Overall you should see higher app consistency, far lower installation and load times, better inter-app integration and sharing, and far easier to use. For instance, the Weather App is always up and you don’t have to open to see what the weather is. Some, like mail, will wake the computer up to update themselves regularly so when you want to review your e-mail it is already updated when you take your PC out of suspend.
Re-imagined Browsing with IE10
IE10 is another big change from IE9, faster, more compatible and touch enabled, this is a big jump in the normal progression of IE versions. In short, this one aspect of Windows 8 has much more subtle changes, it looks and feels similar but it works much better.
Built for Business
TechEd is really focused on the business buyer and it is a showcase of all of Microsoft’s products. Improvements for business include security, remote management, and ease of deployment which is consistent with improvements made for earlier versions. Two things stood out that were unique. This is the first OS that was designed to be loaded from a USB key. This means you could bring in your own personal notebook to the office, insert a USB key and then reboot into the approved business version or take the USB key home and instantly have your business desktop, or if your PC fails, instantly be up on a new piece of hardware after just inserting the key. Second, is the heavily curated app model surrounding Metro apps and the ARM version of this product. Not only do these apps install and uninstall more quickly and completely they are fully curated and this curation for business apps can be taken over by the IT department based on policies.
Microsoft is attempting to create balance, more open than Apple’s store (which tends to restrict applications based on whether they compete with Apple, are political in nature, or don’t appeal to Apple sense of humor) but more controlled than Android’s store which has had a malware problem of late.
Great Experience Across All Hardware
Computex in Taiwan was awash in Windows 8 hardware from all-in-one computers, to laptops, to tablets to an increasingly impressive number of hybrids (PCs that moved between modes). There was even one all-in-one to tablet hybrid from Asus called the transformer AIO. In the end, this is likely where much of the success for this platform will have to come. People tend to get more excited about the hardware than just the OS and the proof of this will come to market in the fourth quarter.
Built on a Solid Foundation
Finally, they argue that this platform is based on Windows 7 and from a generation of Windows development. This is an IT show and IT doesn’t want new, they want tested, and the material Microsoft is presenting suggests that this platform will have been heavily tested before launch. So, while this is a new OS, it doesn’t throw out a lot of things that business buyers have grown to depend on.
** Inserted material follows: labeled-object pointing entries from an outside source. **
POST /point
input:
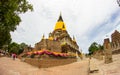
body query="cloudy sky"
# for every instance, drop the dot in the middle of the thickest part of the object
(87, 20)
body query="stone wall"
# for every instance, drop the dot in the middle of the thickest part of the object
(45, 63)
(49, 45)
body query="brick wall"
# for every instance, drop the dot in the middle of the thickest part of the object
(44, 63)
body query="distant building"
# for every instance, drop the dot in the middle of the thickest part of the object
(59, 40)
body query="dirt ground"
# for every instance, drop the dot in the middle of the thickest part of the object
(17, 67)
(82, 67)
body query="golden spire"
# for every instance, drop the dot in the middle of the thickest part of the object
(60, 24)
(43, 37)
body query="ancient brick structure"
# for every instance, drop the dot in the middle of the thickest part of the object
(115, 37)
(108, 51)
(59, 40)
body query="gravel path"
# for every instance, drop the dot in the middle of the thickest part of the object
(17, 67)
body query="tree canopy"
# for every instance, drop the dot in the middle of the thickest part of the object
(9, 17)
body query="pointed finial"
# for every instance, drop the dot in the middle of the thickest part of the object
(60, 17)
(43, 37)
(74, 39)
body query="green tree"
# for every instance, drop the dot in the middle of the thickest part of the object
(9, 17)
(94, 47)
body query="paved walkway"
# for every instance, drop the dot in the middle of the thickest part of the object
(106, 69)
(17, 67)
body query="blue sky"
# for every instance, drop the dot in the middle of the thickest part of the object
(87, 20)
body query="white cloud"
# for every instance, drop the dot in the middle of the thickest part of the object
(80, 16)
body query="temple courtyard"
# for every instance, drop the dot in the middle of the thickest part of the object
(81, 67)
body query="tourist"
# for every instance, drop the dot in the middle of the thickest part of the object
(13, 56)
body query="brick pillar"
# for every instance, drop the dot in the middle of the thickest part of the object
(108, 51)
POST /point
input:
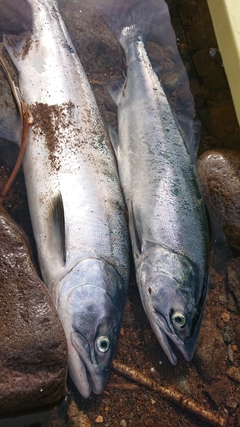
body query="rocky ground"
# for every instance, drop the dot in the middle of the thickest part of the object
(212, 379)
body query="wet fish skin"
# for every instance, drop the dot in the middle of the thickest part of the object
(75, 201)
(167, 218)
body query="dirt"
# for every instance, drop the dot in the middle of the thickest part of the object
(212, 378)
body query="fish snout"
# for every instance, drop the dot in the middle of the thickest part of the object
(93, 335)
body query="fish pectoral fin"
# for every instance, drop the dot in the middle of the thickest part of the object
(113, 135)
(10, 127)
(59, 223)
(115, 90)
(136, 241)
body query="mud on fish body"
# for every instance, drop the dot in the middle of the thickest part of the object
(75, 202)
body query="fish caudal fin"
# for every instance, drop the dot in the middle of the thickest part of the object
(128, 20)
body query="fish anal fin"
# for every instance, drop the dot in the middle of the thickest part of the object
(136, 240)
(59, 223)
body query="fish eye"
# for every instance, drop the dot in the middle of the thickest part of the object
(178, 319)
(103, 344)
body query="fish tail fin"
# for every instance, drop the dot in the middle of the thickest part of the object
(128, 20)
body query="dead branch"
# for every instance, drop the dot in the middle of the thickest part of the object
(170, 394)
(26, 119)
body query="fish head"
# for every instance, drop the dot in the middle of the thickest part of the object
(90, 306)
(173, 292)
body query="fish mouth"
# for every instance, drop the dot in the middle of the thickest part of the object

At TechEd this year, Microsoft is facing not only a vastly more powerful set of competitors in Google and Apple, but buyers who have found it very difficult to change to new platforms with the iPad being big, and from Microsoft’s perspective, unfortunate exception.
Windows 8 continues to look good with negative reviews largely tied to folks that haven’t really learned this new OS. I’ve been using it for months and saw things I didn’t know existed. And there lies the risk because if folks don’t learn to use this platform properly they probably won’t like it, if they take the time they’ll likely find it to be faster and easier than the alternatives. So the big problem with Windows 8 isn’t with the product it is with us and our unwillingness to change.